Resolve device names for attached Cinder volumes #1240

rionpy · 2018-06-19T15:21:49Z

As highlighted in #1183, Cinder suggests a device name for a volume, which is not always used by the hypervisor. This issue is reliably reproducible with force detach:

Mount Cinder volume on instance
Force detach volume from outside instance
Re-mount volume on instance

Doing this leads to Cinder always offering the same device name, while the hypervisor will pick something else (possibly due to abruptly losing said device).

This patch aims to resolve the issue by resolving the device names by matching the volume IDs to the virtio-XXXXXXXX-XXXX-XXXX-X-symlinks created under /dev/disk/by-id (adapted from ederst@0f57fc7)

This patch aims to resolve the issue with hypervisors not honoring device names suggested by Cinder, by resolving the device names from the symlinks created under /dev/disk/by-id

CLAassistant · 2018-06-19T15:21:58Z

All committers have signed the CLA.

codecov-io · 2018-06-19T16:01:37Z

Codecov Report

Merging #1240 into master will increase coverage by 0.29%.
The diff coverage is n/a.

@@            Coverage Diff             @@
##           master    #1240      +/-   ##
==========================================
+ Coverage   34.25%   34.54%   +0.29%     
==========================================
  Files          36       36              
  Lines        2362     2362              
==========================================
+ Hits          809      816       +7     
+ Misses       1450     1442       -8     
- Partials      103      104       +1

Impacted Files	Coverage Δ
libstorage/api/types/types_localdevices.go	`84.21% <0%> (-1.76%)`	⬇️
...storage/drivers/storage/vfs/storage/vfs_storage.go	`42.15% <0%> (+2.61%)`	⬆️

Continue to review full report at Codecov.

Legend - Click here to learn more
Δ = absolute <relative> (impact), ø = not affected, ? = missing data
Powered by Codecov. Last update 6ed0b78...4015cf8. Read the comment docs.

bartmatthaei · 2018-07-02T11:42:33Z

When can we expect this pull request to come through? We're really waiting for this fix :-)

codenrhoden

My concern here is that this only works when running REX-Ray in an all-in-one configuration, but not in client/server.

Additionally, does this only work when using KVM+virtio? I think part of the reason there wasn't specific parsing of paths right now is due to the fact that OpenStack can be using multiple hypervisors, and potentially different device drivers. meaning, there's no guarantee of what specific device path you could rely on (e.g. /dev/disk/by-id/virtio-*). I mean that as a question, as I don't actually know.
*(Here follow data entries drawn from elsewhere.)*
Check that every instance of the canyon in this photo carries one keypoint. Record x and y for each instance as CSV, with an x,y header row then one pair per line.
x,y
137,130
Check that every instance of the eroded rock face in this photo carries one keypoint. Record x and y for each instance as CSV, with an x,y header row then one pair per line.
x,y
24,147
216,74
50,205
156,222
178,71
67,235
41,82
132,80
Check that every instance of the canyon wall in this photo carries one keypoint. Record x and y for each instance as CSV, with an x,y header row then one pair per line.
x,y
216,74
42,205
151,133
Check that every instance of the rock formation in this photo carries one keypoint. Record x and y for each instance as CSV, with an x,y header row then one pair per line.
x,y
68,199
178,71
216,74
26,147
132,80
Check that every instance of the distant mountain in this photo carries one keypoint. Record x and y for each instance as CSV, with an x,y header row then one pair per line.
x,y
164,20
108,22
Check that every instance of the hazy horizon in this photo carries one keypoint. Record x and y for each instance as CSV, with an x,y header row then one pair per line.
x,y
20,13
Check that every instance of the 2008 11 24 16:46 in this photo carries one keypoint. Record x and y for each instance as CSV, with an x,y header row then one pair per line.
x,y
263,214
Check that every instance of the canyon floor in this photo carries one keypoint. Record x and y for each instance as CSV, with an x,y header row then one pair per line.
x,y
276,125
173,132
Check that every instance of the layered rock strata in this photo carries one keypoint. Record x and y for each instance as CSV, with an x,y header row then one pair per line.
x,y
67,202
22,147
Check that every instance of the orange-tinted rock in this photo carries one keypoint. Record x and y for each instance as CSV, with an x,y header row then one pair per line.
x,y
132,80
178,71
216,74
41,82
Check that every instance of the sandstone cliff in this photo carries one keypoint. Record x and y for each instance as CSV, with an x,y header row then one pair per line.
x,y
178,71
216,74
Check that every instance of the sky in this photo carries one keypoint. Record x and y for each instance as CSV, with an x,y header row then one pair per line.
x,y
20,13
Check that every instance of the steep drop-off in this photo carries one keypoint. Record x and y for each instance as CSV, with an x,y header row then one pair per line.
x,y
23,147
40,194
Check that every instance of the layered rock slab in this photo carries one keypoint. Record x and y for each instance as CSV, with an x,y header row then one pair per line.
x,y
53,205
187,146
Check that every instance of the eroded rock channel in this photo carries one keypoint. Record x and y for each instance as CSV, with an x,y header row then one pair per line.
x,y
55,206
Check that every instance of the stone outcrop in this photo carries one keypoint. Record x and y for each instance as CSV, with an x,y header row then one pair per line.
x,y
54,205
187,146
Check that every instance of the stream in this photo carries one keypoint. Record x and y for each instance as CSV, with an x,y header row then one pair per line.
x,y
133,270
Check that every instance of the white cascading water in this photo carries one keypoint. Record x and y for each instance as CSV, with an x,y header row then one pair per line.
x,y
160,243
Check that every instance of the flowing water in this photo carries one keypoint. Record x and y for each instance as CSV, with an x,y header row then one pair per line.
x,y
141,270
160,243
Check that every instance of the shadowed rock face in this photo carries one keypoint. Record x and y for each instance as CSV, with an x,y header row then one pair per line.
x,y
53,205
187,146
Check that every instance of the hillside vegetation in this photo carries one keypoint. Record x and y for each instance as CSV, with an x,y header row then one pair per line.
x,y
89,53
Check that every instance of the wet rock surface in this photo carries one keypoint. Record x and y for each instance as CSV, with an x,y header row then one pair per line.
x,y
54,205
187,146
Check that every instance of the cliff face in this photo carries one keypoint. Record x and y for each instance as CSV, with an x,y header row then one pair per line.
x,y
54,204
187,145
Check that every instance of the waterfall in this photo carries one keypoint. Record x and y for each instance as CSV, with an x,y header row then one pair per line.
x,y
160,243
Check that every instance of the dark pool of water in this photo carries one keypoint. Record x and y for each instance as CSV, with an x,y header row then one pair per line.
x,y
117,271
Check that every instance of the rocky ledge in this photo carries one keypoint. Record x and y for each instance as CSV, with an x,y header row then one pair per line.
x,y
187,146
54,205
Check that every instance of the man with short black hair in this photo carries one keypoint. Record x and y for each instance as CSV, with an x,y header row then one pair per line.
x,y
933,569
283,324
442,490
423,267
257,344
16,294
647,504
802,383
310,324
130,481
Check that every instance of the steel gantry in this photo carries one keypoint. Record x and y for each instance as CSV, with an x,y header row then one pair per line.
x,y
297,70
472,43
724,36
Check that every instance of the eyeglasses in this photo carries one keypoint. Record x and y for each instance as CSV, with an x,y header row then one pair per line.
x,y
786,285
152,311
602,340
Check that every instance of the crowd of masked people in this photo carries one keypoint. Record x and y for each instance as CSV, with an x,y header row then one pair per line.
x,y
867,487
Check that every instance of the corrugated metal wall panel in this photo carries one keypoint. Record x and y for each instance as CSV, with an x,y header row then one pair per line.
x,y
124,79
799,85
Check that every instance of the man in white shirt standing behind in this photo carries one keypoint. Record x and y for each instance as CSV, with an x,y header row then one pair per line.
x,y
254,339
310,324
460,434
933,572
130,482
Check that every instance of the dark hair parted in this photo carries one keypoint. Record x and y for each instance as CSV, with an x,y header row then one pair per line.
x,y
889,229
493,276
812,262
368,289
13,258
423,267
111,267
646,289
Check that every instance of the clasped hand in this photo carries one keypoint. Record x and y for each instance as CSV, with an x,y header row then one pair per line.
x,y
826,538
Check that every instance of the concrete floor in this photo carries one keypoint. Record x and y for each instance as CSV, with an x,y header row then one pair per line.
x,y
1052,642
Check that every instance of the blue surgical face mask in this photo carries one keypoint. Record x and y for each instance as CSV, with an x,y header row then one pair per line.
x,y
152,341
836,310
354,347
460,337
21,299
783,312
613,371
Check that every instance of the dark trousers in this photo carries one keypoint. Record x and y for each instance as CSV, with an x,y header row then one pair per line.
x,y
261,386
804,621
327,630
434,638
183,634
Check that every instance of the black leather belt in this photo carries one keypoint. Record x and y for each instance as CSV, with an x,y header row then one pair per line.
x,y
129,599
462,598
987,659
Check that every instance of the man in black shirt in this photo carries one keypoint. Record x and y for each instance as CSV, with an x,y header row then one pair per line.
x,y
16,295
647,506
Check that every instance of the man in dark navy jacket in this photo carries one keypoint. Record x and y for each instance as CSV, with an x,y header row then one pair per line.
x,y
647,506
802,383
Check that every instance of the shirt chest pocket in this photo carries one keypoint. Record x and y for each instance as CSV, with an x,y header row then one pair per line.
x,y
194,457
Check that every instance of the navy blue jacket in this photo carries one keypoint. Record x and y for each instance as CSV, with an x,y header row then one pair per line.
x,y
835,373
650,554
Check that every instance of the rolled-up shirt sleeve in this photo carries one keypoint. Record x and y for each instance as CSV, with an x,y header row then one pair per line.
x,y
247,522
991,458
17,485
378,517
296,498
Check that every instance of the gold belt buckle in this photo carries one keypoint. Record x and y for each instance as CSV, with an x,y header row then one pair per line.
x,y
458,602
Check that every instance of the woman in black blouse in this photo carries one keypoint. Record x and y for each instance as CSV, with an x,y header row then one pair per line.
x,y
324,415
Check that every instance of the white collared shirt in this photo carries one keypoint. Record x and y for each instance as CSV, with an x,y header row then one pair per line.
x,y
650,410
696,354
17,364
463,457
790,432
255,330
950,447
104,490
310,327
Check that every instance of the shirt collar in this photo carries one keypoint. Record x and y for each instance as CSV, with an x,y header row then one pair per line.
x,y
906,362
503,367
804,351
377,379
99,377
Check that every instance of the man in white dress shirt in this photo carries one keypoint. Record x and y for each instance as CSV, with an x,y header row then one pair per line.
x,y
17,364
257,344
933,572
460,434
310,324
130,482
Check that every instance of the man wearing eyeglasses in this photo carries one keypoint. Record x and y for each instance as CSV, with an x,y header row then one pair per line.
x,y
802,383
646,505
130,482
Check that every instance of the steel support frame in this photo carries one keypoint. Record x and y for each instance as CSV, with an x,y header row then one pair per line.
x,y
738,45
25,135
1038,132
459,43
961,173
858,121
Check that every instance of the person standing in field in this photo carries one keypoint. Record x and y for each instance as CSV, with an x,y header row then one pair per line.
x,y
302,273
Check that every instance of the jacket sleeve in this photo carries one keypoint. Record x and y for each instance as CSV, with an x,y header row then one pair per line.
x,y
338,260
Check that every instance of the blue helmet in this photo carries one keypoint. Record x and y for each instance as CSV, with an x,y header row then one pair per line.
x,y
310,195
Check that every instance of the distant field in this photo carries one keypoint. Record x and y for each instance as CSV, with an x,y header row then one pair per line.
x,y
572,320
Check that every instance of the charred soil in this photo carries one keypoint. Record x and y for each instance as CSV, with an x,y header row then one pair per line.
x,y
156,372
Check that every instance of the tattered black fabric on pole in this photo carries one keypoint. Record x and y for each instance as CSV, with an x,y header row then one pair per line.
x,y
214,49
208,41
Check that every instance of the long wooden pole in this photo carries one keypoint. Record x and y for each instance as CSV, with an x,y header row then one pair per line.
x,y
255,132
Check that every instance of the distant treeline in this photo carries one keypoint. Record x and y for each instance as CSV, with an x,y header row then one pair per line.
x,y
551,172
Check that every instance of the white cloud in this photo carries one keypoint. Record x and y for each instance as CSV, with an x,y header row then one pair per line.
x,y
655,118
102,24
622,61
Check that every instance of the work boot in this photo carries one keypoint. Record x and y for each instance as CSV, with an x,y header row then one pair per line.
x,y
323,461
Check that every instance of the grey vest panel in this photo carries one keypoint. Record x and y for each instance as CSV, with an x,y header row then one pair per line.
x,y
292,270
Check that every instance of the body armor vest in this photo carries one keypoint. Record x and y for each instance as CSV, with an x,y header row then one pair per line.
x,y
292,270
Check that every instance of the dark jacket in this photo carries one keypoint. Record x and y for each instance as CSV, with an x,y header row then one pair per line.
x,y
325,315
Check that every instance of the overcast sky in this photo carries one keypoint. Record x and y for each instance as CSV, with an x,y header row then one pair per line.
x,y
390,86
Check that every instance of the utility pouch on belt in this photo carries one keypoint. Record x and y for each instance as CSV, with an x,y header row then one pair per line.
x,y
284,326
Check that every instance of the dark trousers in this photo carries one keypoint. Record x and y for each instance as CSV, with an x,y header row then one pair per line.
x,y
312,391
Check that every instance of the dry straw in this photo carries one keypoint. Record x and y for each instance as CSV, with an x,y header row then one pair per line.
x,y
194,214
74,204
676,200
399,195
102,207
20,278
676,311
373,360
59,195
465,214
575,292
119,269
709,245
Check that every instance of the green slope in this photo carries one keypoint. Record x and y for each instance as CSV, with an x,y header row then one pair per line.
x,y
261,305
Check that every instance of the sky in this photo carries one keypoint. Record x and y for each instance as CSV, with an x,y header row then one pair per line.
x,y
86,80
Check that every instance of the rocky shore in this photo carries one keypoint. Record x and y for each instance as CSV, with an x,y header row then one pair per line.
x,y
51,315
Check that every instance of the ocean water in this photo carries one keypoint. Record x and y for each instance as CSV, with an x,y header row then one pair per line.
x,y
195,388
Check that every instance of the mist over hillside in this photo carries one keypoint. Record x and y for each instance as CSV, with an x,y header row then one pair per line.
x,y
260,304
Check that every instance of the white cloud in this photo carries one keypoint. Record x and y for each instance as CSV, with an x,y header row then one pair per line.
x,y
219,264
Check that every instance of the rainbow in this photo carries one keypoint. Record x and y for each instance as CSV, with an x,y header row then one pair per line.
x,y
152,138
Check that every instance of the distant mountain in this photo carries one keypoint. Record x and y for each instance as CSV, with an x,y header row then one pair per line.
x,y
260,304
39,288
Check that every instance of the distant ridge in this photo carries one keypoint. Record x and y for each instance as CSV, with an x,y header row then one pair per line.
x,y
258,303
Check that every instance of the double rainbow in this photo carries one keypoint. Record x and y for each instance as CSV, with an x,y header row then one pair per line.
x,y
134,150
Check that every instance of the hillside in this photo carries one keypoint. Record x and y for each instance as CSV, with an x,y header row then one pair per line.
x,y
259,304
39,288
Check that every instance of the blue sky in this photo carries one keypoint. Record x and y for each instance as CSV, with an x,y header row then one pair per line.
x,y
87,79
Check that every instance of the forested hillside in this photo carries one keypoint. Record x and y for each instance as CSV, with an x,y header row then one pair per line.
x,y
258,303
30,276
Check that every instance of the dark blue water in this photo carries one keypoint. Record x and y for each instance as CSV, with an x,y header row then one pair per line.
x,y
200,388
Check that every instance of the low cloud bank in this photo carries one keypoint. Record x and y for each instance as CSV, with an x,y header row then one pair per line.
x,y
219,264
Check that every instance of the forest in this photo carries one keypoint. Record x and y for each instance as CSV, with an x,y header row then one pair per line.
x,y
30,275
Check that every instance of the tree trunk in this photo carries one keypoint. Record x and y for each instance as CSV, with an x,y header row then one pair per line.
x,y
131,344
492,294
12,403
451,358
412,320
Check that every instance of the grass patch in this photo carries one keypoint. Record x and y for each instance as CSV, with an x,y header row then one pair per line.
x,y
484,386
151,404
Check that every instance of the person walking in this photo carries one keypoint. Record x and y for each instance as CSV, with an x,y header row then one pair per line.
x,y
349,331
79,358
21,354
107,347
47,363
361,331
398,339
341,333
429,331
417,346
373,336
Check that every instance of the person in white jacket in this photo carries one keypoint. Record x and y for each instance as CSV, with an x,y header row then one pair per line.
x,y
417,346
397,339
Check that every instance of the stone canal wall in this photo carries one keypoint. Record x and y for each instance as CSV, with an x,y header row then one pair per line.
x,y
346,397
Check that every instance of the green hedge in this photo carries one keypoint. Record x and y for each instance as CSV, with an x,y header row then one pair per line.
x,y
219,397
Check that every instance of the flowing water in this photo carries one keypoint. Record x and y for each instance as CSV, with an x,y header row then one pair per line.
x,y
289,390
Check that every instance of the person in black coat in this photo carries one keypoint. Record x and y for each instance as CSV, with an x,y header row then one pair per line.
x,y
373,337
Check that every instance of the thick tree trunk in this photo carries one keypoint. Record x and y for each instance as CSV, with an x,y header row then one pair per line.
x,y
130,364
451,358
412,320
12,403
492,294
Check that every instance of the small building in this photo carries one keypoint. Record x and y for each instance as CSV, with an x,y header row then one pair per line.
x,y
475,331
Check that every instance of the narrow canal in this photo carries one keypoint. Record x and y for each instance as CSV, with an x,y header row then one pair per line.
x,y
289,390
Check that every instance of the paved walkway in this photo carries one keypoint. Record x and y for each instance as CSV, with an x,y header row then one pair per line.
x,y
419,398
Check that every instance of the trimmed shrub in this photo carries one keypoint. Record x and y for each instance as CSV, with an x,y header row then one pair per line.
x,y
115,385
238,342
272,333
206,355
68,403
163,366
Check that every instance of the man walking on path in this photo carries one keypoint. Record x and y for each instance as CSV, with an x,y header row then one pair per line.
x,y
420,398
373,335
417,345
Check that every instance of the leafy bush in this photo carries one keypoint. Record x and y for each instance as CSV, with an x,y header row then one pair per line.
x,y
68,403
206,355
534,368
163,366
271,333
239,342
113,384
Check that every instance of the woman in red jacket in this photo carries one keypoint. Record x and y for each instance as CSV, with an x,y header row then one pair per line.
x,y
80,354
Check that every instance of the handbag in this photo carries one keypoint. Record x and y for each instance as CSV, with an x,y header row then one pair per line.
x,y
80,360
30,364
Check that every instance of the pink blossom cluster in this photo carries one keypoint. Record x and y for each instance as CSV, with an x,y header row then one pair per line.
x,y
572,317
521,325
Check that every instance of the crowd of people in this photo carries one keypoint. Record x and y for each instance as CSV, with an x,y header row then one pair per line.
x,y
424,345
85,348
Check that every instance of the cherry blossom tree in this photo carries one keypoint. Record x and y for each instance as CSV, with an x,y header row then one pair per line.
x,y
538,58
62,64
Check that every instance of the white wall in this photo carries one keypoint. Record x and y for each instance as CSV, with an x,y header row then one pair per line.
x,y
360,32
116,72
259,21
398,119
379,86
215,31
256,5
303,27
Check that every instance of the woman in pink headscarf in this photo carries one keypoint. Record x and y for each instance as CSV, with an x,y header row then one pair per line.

If it's true there could me multiple places that volumes could be attached, but KVM+virtio is most common, we could make this configurable, and also make it the default. Thoughts?

codenrhoden · 2018-07-02T16:26:15Z

libstorage/drivers/storage/cinder/storage/cinder_storage.go

+	return volume, resolveDeviceName(volumeID, volumeAttach.Device), nil
+}
+
+func getDeviceLink(


Resolving devices that are on the node by peaking in /dev cannot be done in this code, as it may not be running on the same node. REX-Ray supports a client/server mode of operation, where a single REX-Ray instance running in server mode is configured with the Cinder API credentials, but all client nodes are just talking to the master REX-Ray instance.

Any code that is specific to a single node/instance needs to be in the executor, not here.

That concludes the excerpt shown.